2003 : La maladie et la mort : Helen soigne son mari mourant :
« Elle s’approche, attrape la couverture et le recouvre. Il ne peut vraiment rien faire sans elle. Même pas dormir. Elle s’éloigne quand la pensée l’effleure que le visage de Jacob est étonnamment blanc. Elle se retourne et s’avance vers le lit. Elle pousse un cri. »

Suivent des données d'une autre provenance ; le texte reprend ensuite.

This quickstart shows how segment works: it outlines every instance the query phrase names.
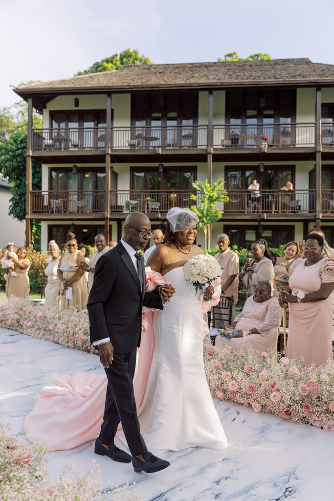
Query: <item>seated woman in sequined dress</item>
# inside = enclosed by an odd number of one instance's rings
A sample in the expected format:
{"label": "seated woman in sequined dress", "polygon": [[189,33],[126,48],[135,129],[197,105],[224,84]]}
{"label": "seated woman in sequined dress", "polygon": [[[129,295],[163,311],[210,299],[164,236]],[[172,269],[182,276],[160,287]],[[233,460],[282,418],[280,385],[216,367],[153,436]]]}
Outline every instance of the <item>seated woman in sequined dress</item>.
{"label": "seated woman in sequined dress", "polygon": [[282,309],[277,298],[271,293],[271,286],[268,282],[259,282],[253,295],[246,300],[242,311],[237,315],[232,325],[225,328],[235,328],[234,337],[225,340],[217,336],[216,346],[227,343],[233,351],[249,347],[260,352],[275,350]]}

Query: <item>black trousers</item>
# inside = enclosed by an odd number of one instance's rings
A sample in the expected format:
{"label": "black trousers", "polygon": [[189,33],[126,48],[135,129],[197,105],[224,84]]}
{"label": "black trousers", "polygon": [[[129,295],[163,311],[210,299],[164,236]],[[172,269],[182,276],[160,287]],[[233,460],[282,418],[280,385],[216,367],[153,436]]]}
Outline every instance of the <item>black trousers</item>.
{"label": "black trousers", "polygon": [[147,450],[140,434],[133,392],[136,352],[134,350],[129,353],[114,353],[112,364],[105,369],[108,386],[99,437],[102,443],[113,443],[120,421],[132,456],[145,454]]}

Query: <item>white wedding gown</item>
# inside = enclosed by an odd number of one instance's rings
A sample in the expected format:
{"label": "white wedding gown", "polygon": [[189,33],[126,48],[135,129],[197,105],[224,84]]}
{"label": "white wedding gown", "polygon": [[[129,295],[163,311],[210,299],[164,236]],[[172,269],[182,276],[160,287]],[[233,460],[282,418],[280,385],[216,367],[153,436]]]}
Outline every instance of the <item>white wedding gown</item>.
{"label": "white wedding gown", "polygon": [[164,276],[176,292],[154,314],[155,346],[138,417],[149,450],[206,447],[224,449],[226,437],[204,372],[200,295],[183,267]]}

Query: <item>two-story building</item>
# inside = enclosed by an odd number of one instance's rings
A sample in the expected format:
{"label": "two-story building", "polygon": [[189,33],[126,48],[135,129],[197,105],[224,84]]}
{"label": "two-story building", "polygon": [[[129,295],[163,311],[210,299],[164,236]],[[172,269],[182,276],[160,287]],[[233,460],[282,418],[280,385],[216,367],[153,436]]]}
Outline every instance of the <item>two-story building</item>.
{"label": "two-story building", "polygon": [[[229,201],[212,225],[249,245],[276,246],[321,225],[334,239],[334,66],[307,59],[125,66],[15,92],[29,105],[26,235],[42,246],[119,239],[130,211],[160,227],[189,206],[195,179],[223,177]],[[33,129],[32,108],[43,114]],[[33,158],[43,164],[33,191]],[[247,188],[256,179],[259,196]],[[288,181],[292,191],[281,188]],[[257,201],[255,203],[254,202]],[[202,234],[199,233],[198,241]]]}

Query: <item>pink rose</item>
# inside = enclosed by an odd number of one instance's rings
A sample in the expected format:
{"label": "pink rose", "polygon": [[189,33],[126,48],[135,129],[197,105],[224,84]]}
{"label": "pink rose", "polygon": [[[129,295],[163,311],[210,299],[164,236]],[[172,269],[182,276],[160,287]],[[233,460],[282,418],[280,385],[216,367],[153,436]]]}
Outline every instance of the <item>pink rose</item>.
{"label": "pink rose", "polygon": [[273,391],[270,397],[270,400],[272,402],[274,403],[275,402],[278,402],[278,400],[280,400],[280,395],[278,393],[277,391]]}
{"label": "pink rose", "polygon": [[251,383],[247,383],[246,385],[246,393],[253,393],[255,391],[255,387]]}
{"label": "pink rose", "polygon": [[27,466],[32,462],[34,456],[32,453],[29,450],[25,450],[19,454],[15,460],[15,462],[21,463],[21,464]]}
{"label": "pink rose", "polygon": [[299,370],[294,366],[292,367],[290,367],[289,369],[289,372],[292,376],[299,376],[300,374]]}
{"label": "pink rose", "polygon": [[292,415],[292,413],[289,409],[285,409],[281,412],[280,415],[282,417],[284,417],[285,419],[289,419]]}
{"label": "pink rose", "polygon": [[223,368],[223,366],[221,365],[220,362],[215,359],[214,360],[212,360],[212,365],[216,368],[216,369],[218,369],[218,370],[221,371]]}
{"label": "pink rose", "polygon": [[303,384],[302,383],[299,385],[298,389],[301,395],[307,395],[308,393],[308,388],[305,384]]}
{"label": "pink rose", "polygon": [[287,365],[289,361],[287,357],[282,357],[279,360],[279,363],[284,367],[285,365]]}
{"label": "pink rose", "polygon": [[268,383],[269,390],[271,390],[272,391],[275,391],[277,390],[279,386],[279,385],[276,381],[270,381]]}
{"label": "pink rose", "polygon": [[314,383],[312,379],[310,379],[306,383],[306,387],[308,390],[312,390],[313,388],[316,388],[316,384]]}
{"label": "pink rose", "polygon": [[238,384],[236,381],[231,380],[228,382],[228,388],[229,390],[231,390],[231,391],[234,391],[235,390],[236,390]]}
{"label": "pink rose", "polygon": [[259,412],[261,411],[261,406],[258,402],[253,402],[252,404],[252,407],[255,412]]}

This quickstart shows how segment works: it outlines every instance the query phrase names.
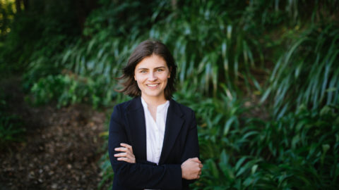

Bien que ce roman ne présente aucune action à proprement parler, les descriptions qu’on y trouve m’ont séduite. Je cite « Elle s’accouda à la balustrade et contempla Paris à ses pieds. La Seine miroitait sous le soleil comme un ruban de satin mordoré » (jolie comparaison,  n’est-ce pas ?). De plus, la proximité qu’entretient le lecteur avec les personnages, bien qu’il reste spectateur, lui permet de réaliser certaines choses dont il ne se rendrait pas forcément compte à son âge. Ainsi, nos parents nous paraissent agaçants et ont certaines fois tort, mais ils souhaitent avant tout notre bien, que ce soit dans notre vie amoureuse ou professionnelle. Egalement, l’être humain est en quelque sorte dépendant de son entourage, non pas en vivant à travers lui, mais en ayant besoin de lui pour s’épanouir.

Toutes ces choses m’ont permis d’effacer l’a priori que je me faisais de ce livre et alors, de l’apprécier à sa juste valeur. Il mérite bien le prix Goncourt des lycéens 2008.